Do You Really Know Your Network?

How well do you know your IT infrastructure? Who is communicating with whom across your network backbone? What systems are bandwidth starved? With legacy systems, PII data, hundreds of networks, complicated databases, hybrid clouds, data warehouses, countless mobile devices and outsourced functions needing 7x24 access, how do you determine what's truly secure? As we prepare for the new Internet of Things (IoT) era, here are some questions that need answers now.

by / July 19, 2015
Shutterstock/Fotovika

So you think you know your enterprise IT infrastructure pretty well. Really?

OK – Pop quiz. Don’t worry. Only three questions, but with multiple parts to each question:

1) How many devices do you have on your agency and enterprise networks?

a. Can you name them with IP address, basic function and applications running?
b. How many devices connect via wireless access points?
c. What do you do when you discover an unknown or unauthorized connection or app running?
d. Who reports when operational systems go down? How? To whom?

2) Do you have an accurate network diagram showing all infrastructure connectivity?

a. What systems or functions are permitted to communicate with other systems by policy?
b. Where is your policy? Do you train employees to follow policies and procedures?
c. Is your policy enforced? How?
d. How do you authorize and manage exceptions to policy?

3) How do know when someone (or something) gains unauthorized access to data?

a. What data is most sensitive and how is it protected?
b. How do you manage identities and provision system access across disparate networks?
c. Who is looking at the logs, monitoring traffic and managing security alarms?
d. What processes and procedures explain how to declare that a security incident has occurred that needs to be investigated? Who owns these functions (name a person or two)?
e. Can you account for 100 percent of the network traffic? If not, how do you resolve the traffic not accounted for?

All done. So how did you do?

If you answered all these questions successfully, you can take the rest of the day off. :)

Yep. You can go home right now – but only if you have complete, correct answers for 100 percent of these questions for the entire enterprise and not just your small piece of your department’s network. Oh, and you need your management team as well as external and internal auditors to agree and sign-off that everything is in good shape and consistently updated perfectly.

Dreaded Risk Assessments, E-Discovery and Enterprisewide Audits of IT

The truth is that no large public- or private-sector enterprise can answer these questions accurately 100 percent of the time for every one of their networks, systems, people, processes and all data. The questions may even seem like an unfair anchor around the necks of CxOs nationwide, and just going through the questions may bring back negative memories.

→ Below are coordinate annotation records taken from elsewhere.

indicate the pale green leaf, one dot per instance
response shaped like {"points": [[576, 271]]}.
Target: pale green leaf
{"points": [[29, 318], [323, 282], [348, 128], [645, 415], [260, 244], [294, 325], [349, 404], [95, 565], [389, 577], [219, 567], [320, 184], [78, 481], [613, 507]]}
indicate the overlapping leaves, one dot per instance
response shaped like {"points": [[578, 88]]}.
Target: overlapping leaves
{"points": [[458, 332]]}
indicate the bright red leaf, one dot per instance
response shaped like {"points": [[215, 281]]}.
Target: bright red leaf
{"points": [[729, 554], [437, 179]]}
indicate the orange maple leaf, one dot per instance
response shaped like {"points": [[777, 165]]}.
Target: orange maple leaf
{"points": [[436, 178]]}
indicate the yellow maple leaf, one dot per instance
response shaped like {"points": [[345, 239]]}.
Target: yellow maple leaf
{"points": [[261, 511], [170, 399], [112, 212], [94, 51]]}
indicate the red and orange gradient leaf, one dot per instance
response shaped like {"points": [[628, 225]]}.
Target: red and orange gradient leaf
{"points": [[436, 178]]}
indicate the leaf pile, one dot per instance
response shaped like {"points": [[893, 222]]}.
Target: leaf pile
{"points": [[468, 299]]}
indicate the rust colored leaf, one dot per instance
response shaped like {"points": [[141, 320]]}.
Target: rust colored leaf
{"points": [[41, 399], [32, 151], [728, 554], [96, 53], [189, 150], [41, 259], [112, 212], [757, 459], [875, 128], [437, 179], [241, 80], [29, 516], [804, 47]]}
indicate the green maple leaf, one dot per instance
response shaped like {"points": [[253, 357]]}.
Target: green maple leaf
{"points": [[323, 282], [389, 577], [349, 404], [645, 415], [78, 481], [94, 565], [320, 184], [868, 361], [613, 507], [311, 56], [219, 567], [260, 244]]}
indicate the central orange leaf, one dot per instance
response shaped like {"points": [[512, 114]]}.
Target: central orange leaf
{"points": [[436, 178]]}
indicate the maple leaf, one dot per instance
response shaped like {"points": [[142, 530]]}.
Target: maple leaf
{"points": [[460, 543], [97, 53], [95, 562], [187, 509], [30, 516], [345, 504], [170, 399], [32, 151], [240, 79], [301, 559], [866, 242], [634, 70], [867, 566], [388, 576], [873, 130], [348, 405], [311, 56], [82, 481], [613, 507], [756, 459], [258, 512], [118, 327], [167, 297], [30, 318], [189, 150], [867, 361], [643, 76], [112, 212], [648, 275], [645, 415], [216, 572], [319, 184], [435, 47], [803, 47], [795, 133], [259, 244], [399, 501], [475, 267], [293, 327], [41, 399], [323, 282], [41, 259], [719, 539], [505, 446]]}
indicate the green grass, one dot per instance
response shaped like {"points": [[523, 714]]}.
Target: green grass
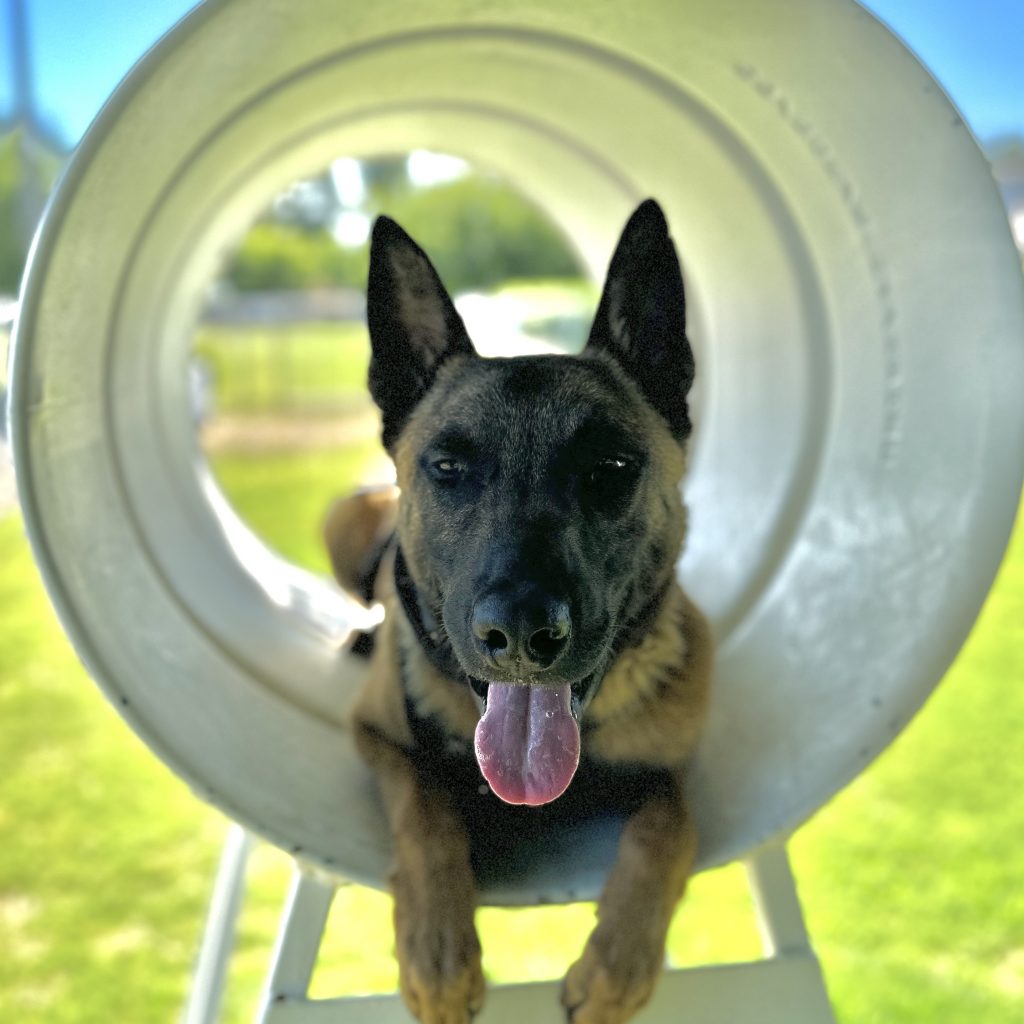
{"points": [[910, 879], [270, 370]]}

If these questions looks familiar, that's not surprising. I basically summarized key audit questions along with the typical opening checklist to enterprise-wide risk assessments that CIOs and CISOs see in your traditional “As Is, To Be, Gap Analysis” sessions every few years.

In my experience, your team is above average if you can answer more than 80 percent of these questions accurately. The Deloitte-NASCIO Cybersecurity Study published last year identified major gaps in knowledge about network and security protections in place with many government leaders feeling uncomfortable in offering specific numbers. (Note: Oftentimes, technology teams can answer questions for their specific role or group or network – but not for their wider enterprises.)

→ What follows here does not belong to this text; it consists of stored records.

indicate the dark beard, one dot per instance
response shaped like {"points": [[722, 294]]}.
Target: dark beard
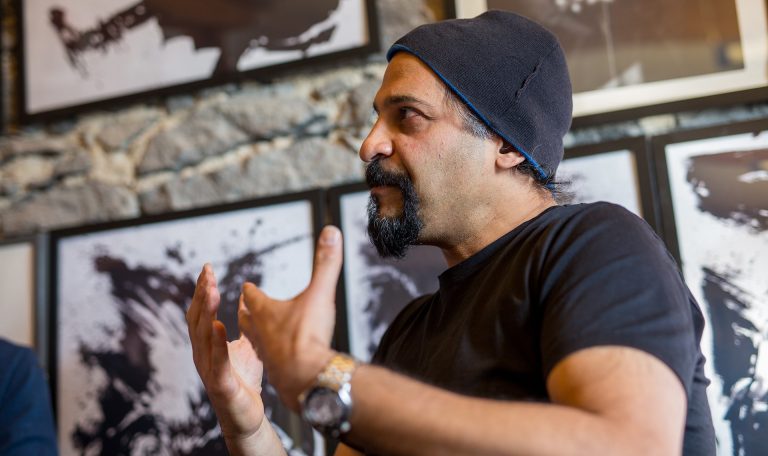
{"points": [[392, 236]]}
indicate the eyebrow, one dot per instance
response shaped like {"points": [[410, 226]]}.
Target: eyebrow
{"points": [[400, 99]]}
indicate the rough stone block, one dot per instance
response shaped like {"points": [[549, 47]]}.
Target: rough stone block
{"points": [[62, 207], [203, 134]]}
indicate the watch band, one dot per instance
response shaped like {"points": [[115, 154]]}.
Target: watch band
{"points": [[337, 372], [327, 404]]}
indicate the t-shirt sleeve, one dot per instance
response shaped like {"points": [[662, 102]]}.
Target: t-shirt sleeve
{"points": [[609, 280], [26, 419]]}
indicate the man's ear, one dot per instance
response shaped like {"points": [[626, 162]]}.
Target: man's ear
{"points": [[508, 157]]}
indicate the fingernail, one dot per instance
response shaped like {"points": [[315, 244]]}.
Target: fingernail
{"points": [[330, 236]]}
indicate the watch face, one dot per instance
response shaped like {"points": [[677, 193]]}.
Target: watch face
{"points": [[323, 407]]}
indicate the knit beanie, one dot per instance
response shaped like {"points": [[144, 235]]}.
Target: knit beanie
{"points": [[510, 72]]}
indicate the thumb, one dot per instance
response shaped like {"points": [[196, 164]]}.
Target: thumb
{"points": [[252, 298], [327, 265]]}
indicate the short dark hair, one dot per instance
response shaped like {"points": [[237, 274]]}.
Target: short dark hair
{"points": [[478, 128]]}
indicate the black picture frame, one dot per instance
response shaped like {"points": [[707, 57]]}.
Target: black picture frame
{"points": [[619, 171], [690, 74], [3, 101], [50, 93], [713, 185], [115, 299], [24, 263], [371, 290]]}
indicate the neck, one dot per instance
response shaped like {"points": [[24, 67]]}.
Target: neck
{"points": [[494, 226]]}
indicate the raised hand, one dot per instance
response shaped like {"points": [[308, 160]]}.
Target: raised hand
{"points": [[230, 371], [293, 337]]}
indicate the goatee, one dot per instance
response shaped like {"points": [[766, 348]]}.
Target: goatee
{"points": [[392, 236]]}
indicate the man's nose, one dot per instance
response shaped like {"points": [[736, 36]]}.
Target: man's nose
{"points": [[377, 144]]}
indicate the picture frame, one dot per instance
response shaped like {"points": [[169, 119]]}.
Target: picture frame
{"points": [[371, 290], [3, 101], [619, 171], [122, 375], [89, 54], [713, 184], [23, 279], [636, 59]]}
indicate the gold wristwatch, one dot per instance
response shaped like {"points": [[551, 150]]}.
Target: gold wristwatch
{"points": [[327, 404]]}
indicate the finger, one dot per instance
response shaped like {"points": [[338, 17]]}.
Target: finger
{"points": [[244, 322], [252, 298], [193, 313], [221, 372], [209, 304], [327, 265]]}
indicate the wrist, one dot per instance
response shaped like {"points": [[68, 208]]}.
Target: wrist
{"points": [[327, 403]]}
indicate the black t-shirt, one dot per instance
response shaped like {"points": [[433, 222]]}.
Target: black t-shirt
{"points": [[573, 277]]}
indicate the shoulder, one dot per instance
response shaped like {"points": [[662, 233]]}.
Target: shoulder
{"points": [[598, 226], [399, 324], [17, 360]]}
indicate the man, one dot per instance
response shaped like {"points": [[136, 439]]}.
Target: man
{"points": [[26, 419], [556, 329]]}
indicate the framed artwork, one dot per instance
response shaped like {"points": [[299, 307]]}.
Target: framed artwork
{"points": [[2, 69], [372, 290], [714, 192], [23, 281], [618, 172], [121, 366], [88, 53], [630, 59]]}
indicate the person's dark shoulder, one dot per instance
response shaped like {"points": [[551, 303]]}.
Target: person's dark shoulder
{"points": [[604, 225], [16, 359], [401, 321]]}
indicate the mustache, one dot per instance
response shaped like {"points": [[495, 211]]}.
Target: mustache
{"points": [[377, 176]]}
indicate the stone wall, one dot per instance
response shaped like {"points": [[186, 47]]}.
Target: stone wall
{"points": [[224, 144]]}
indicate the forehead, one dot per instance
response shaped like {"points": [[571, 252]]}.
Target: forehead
{"points": [[406, 75]]}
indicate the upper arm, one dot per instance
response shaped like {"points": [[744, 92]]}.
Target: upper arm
{"points": [[343, 450], [634, 390]]}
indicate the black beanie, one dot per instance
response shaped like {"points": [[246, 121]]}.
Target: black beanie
{"points": [[510, 71]]}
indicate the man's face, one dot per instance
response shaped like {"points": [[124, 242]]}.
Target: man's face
{"points": [[425, 169]]}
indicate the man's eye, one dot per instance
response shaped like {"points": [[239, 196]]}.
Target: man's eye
{"points": [[406, 113]]}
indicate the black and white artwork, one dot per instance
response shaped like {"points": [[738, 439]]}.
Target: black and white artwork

Another difficulty to overcome is that hardware, firmware and application software is changing constantly in large complex networks that are evolving. Answers are given for a moment in time, but gaining a true picture of all the moving parts is very difficult – even for the best technology teams with years of experience.

Exceptional network management requires a robust ITIL framework that is working well, along with pros that really understand their strengths and weaknesses in each core discipline. For example, you need database experts, network experts, system administration experts, security experts, great project managers, programmers who test code well, secure applications, tools from competing vendors that all work together as a united team.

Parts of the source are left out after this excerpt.